An optimal control strategy for an integrated solar thermal hydronic system with a heat pump Hosseinirad, Sara

Abstract

In this thesis, a new control strategy is proposed for an Integrated Solar Thermal Hydronic System (ISTHS) to optimize the system performance. The ISTHS utilizes two sources of energy which are solar and electrical to provide the domestic hot water. The ISTHS performance can be optimized by reducing the consumed electricity and retaining the hot water demand temperature under disturbances such as solar radiation, ambient temperature, and how water demand flow rate. For the performance optimization, the proposed control strategy employs three techniques that are optimization, feedback control, and feedforward control. Required for designing the proposed controller, the ISTHS model is obtained by applying heat transfer and state-space modeling techniques. Using the state-space model of the ISTHS, the control structure can be designed. The control structure consists of four sub-controllers described as off-line, STC-Side, feedback, and robust feedforward controllers. By a combination of logic based switches and four sub-controllers, the final control inputs are robust against the predicted disturbances (Off-line), the actual disturbances (STC-Side and robust feedforward), and the model uncertainties (feedback). The off-line controller applies an optimization method to compute the control inputs one day ahead. The STC-Side controller performs an optimization method to manage some of the control inputs which affect the stored solar energy. The feedback controller keeps the hot water temperature within an allowable range.
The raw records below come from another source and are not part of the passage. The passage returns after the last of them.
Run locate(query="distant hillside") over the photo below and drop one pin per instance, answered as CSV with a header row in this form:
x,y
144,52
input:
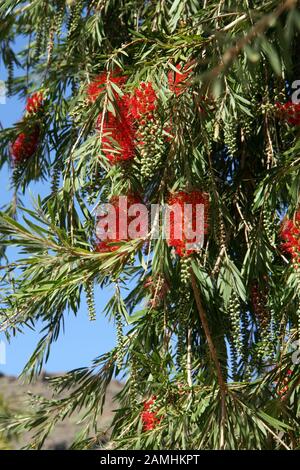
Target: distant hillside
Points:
x,y
15,394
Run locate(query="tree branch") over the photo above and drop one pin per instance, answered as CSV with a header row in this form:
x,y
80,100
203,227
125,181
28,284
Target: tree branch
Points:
x,y
213,353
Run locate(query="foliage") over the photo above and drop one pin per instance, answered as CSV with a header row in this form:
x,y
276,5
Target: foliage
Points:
x,y
215,367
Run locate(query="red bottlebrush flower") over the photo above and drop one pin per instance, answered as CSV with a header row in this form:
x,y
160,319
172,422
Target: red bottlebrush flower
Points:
x,y
149,415
281,391
107,245
97,86
143,102
290,234
289,112
183,224
117,138
35,102
177,80
25,145
118,133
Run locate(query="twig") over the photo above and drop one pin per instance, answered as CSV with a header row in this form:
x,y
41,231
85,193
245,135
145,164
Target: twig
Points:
x,y
261,26
214,356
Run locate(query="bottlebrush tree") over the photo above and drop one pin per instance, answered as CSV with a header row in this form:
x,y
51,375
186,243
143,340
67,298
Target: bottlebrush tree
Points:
x,y
162,101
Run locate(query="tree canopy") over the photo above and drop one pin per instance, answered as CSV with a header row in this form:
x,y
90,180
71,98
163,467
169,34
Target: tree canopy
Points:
x,y
189,101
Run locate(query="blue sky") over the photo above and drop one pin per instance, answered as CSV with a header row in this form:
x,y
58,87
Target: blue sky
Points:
x,y
82,340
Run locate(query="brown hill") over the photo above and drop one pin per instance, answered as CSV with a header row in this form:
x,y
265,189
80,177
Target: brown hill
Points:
x,y
16,396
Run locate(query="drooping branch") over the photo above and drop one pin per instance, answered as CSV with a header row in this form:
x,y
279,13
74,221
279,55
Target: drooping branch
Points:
x,y
214,356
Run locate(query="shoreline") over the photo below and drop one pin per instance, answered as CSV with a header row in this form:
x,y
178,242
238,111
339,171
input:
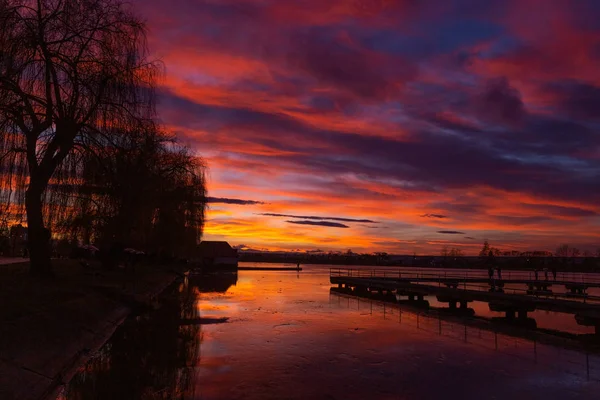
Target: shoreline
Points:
x,y
51,344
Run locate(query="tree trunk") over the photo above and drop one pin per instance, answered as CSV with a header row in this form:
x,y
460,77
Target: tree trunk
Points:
x,y
38,236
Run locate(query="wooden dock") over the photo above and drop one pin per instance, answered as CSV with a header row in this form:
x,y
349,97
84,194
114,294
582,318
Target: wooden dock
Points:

By using the robust feedforward controller, the consumed electricity is reduced by adjusting the control inputs which affects the amount of the transformed electricity to the thermal energy. For examining the effectiveness of the proposed robust feedforward controller, another controller named simple feedforward controller is developed and separately added to the overall controller. Both controllers are designed such that the impacts of deviated disturbances from predicted values on the system’s output are eliminated. Unlike the robust feedforward controller, the simple feedforward controller does not reduce the consumed electricity. Finally, by making some comparisons through simulations, the effectiveness of the proposed control structure is demonstrated.